In this case, we demonstrated that bilateral ESP at T10 near the dermatome of the incisional wound from a single-port laparoscopic cholecystectomy provided effective analgesia with no noticeable side effects. This important finding means it can be applied to sensitive patients, such as the elderly. The use of small doses of local anesthetics avoids possible toxic effects due to systemic absorption.

Similar to epidurals, ESP blocks provide a unilateral segmental block as was demonstrated in our case and others. They are unlike epidural blocks, which often cause sympatholytic effects and hypotension, and are contraindicated in patients with coagulation problems. Adhikary et al. provided evidence of the efficacy and safety of ESP in patients requiring heparin treatment postthoracotomy[5]. Still, there are no comparative or controlled studies on ESP block with epidural or other peripheral nerve blocks for any surgeries on the trunk. Further study is needed to clarify their pros and cons. More recently, Tulgara et al. used ESP for postoperative analgesia in laparoscopic cholecystectomy in a randomized controlled study[8]. However, they used 20 ml 0.375% bupivacaine for ESP block and did not report what kinds of laparoscopic surgeries (single port or traditional three ports) the patients received.

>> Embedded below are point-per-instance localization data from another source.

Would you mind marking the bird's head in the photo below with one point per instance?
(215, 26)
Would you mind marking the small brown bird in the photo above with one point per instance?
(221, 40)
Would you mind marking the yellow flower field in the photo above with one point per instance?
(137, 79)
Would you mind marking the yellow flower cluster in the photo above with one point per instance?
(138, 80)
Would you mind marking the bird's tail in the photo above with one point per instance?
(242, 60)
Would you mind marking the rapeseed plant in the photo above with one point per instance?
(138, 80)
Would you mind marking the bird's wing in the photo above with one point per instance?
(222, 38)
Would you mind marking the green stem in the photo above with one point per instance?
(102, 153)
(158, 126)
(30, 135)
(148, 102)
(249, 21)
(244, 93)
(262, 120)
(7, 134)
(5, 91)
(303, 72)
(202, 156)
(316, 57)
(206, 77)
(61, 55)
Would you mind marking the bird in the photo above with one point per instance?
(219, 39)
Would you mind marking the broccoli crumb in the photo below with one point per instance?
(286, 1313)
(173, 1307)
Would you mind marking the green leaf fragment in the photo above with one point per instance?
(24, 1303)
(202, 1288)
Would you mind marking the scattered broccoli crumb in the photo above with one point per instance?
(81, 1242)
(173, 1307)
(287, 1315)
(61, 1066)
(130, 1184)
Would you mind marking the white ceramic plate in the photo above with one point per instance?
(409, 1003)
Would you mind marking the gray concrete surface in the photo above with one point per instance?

A TAP block anesthetizes the anterior rami of spinal nerves T7–L1 which innervate the anterolateral abdominal wall. A systematic review and meta-analysis suggest its use for analgesia in laparoscopic cholecystectomy[9]. However, Stoving et al. found that the distribution of a TAP block was nondermatomal and did not cross the midline[10]. Therefore, it is unlikely to provide complete analgesia for midline and upper abdominal incisions. Single-port laparoscopic surgery requires a 3–5 cm vertical or horizontal incision to facilitate operation of the instruments and removal of excised tissue. Again, optimal analgesia for a midline incision requires a bilateral block with a higher volume (20 mL) of anesthetics. In addition, the effects of postoperative rectus abdominis sheath block might be attenuated due to drug leakage from the incision wound. The lack of meaningful benefits of TAP blocks serves as a lesson to incorporate new regional anesthetic techniques with caution; only time will tell if the ESP block can fulfill its true potential[5].

The erector spinae is a bundle of muscles lying on the transverse process extending throughout the cervical, thoracic, and lumbar regions. The ESP block is able to block the ventral ramus and provides a somatic analgesic effect. In the era of enhanced recovery after surgery, clinicians are encouraged to develop institutional programs to optimize patient care. We expect that as the number of studies on ESP increases, its use in acute pain management will accelerate.

Declaration of patient consent

The authors certify that the patient has obtained an appropriate patient consent form. In the form, the patient has given her consent for her images and other clinical information to be reported in the journal. The patient understands that her name and initials will not be published and due efforts will be made to conceal her identity, but anonymity cannot be guaranteed.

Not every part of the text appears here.